In fact, I realized, I’d personally helped our household’s lice inch toward Darwinian success. By spreading the limited quantity of malathion lotion I was able to procure over five heads (in all this time, my husband never once found a louse) rather than the three heads for which it was prescribed, I probably enabled some of the hardier, more malathion-resistant lice to survive their bath in isopropanol and to pass their malathion-resistant genes on to future generations. Because a 2-ounce bottle of the stuff runs about $65—and because some pediatric nurses, including ours, won’t prescribe malathion to children under 6, whether or not your 5-year-old outweighs your 6-year-old—plenty of parents find themselves stretching a malathion supply well beyond its intended use.

But overcaution and frugality aren’t the only malathion application problems.
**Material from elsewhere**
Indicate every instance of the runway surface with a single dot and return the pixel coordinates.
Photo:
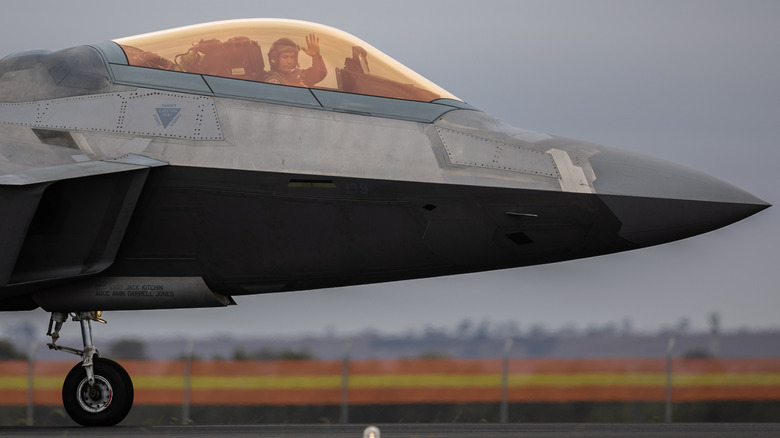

Assuming nonresistant lice and flawless application, three researchers from Mount Sinai, writing in the Journal of Pediatrics, note that even “a perfectly ovicidal and pediculicidal agent” (one that kills both lice and eggs) requires two treatments at least seven days apart, because some eggs are too undeveloped to be affected at the time of the first treatment. Every source I consulted agreed that more than one treatment is necessary. Every source, that is, except the one that mattered: the instructions on malathion, which say that “normally, only one treatment is needed.”

In truth, most of the lice treatments on the U.S. market, malathion lotion included, are relying on the efficacy of an external ingredient: you. Over the course of the year it became very clear what a “good parent” in this circumstance is supposed to do: comb. There are a finite number of lice and nits on your child’s head. With proper dedication, (examining each and every one of those hairs nightly for two weeks after the last live louse is found, in case anything new has hatched) you should be able to remove them even without any other treatment.
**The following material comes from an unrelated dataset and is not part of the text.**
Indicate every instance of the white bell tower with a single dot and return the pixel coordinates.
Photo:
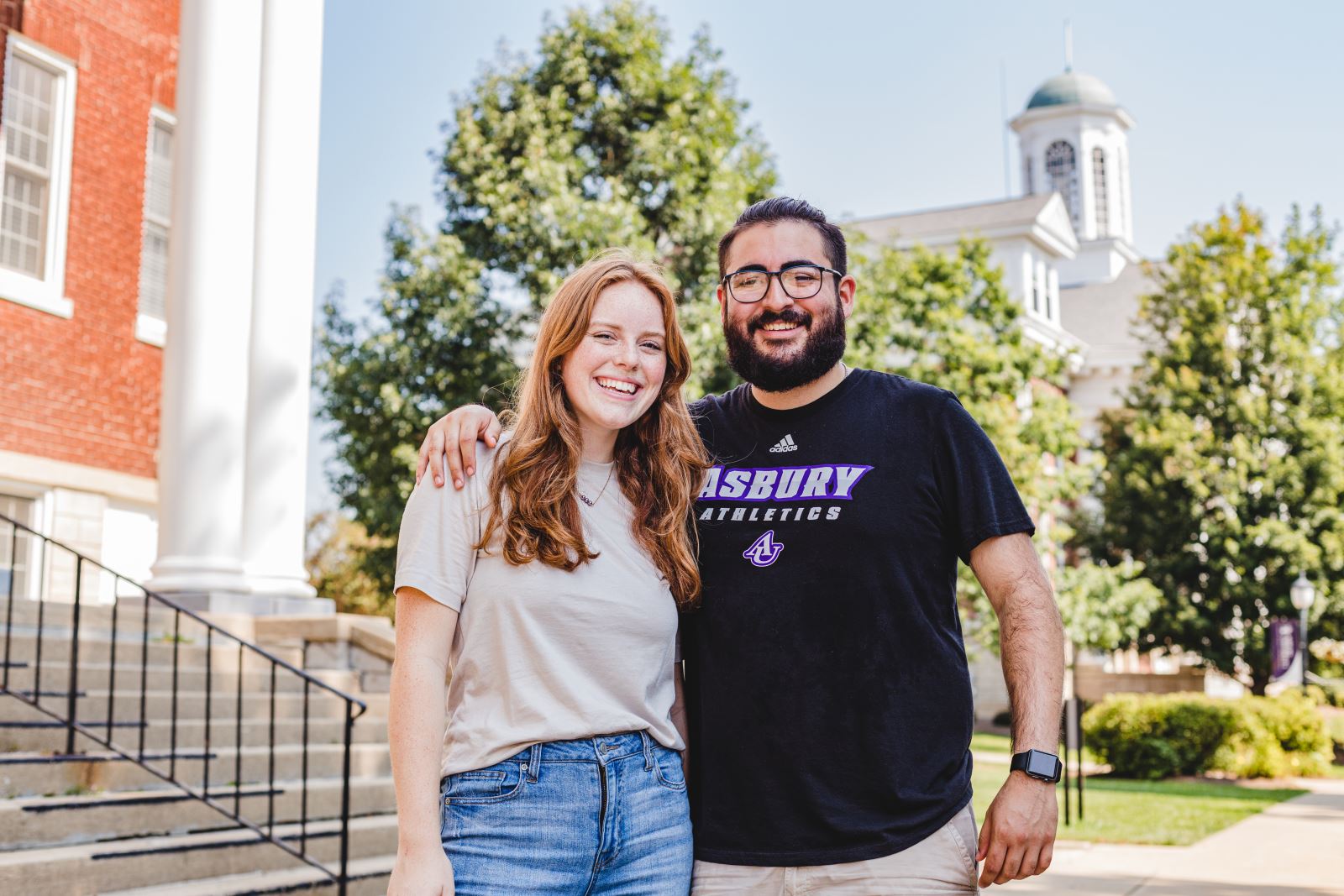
(1073, 136)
So here’s the final flaw in the battle against our superlouse: I’m not naturally picky. I tried to comb away the bugs and nits, but I blew it. And when I admitted it, everyone from my fellow parents to the people at my kids’ schools and at the pediatrician’s office treated me like the—yes—lousy parent I’d proven myself to be. The researchers I spoke to were far more realistic, however, and in the case of one British expert, highly dismissive of this very modern-day American hover-parent approach. “Combing,” Ian Burgess, director of the Medical Entomology Center in London, said, “is just not a practical proposition.” Even in the U.K., where malathion resistance is rampant, combing alone fell so far short of malathion as an effective treatment in trials that researchers there dubbed it flat-out “inappropriate” as a recommendation.
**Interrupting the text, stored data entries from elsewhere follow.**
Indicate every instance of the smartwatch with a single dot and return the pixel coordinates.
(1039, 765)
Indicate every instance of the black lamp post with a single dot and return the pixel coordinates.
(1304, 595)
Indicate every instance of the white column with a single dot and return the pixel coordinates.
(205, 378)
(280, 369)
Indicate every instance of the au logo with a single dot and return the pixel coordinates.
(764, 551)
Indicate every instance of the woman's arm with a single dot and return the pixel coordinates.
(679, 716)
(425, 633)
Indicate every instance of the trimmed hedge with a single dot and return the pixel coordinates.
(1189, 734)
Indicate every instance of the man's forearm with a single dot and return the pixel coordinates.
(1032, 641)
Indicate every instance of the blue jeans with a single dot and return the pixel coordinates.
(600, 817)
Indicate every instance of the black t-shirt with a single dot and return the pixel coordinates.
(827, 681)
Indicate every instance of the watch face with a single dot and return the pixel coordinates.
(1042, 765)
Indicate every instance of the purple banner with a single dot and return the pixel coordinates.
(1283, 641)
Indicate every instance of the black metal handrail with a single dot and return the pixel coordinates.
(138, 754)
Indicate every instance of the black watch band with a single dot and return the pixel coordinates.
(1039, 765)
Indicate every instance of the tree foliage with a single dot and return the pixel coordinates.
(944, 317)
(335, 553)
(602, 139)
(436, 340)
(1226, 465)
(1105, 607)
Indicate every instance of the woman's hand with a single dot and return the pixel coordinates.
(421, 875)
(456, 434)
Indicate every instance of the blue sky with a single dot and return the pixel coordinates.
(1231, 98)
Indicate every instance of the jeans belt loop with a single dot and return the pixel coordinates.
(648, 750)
Fortunately, given that “superlice” aren’t always up against superparents, new treatments are starting to come out. Had we known better, we could have tried nonprescription LiceMD, a version of the most popular treatment in the U.K. (it kills lice Goldfinger-style by coating them in a silicone oil, which doesn’t “suffocate” them—remember, that doesn’t work—but instead prevents them from extruding bodily fluids), or Natroba, a new prescription insecticide derived from a bacteria found only on the ground of an abandoned rum distillery in the Caribbean.

We didn’t know about these new options, so in the end it was more skilled combing and the Lindane that allowed us to bag our last louse. Lindane has four strikes against it: It’s a neurotoxin for people as well as lice, it’s illegal in California (outlawed on the grounds that it gets into the water supply), and, once again, many lice are resistant. It’s still unlikely a louse will be resistant to both malathion lotion and Lindane, though, which explains our success.

The fourth strike? “It’s awful stuff,” one expert told me. I started to agree, but she wasn’t done. “I just hate to see them suffer. Lindane takes forever to kill a louse, and it’s a terrible death.”

Fortunately, my sympathy for the louse with the disrupted nervous system is limited.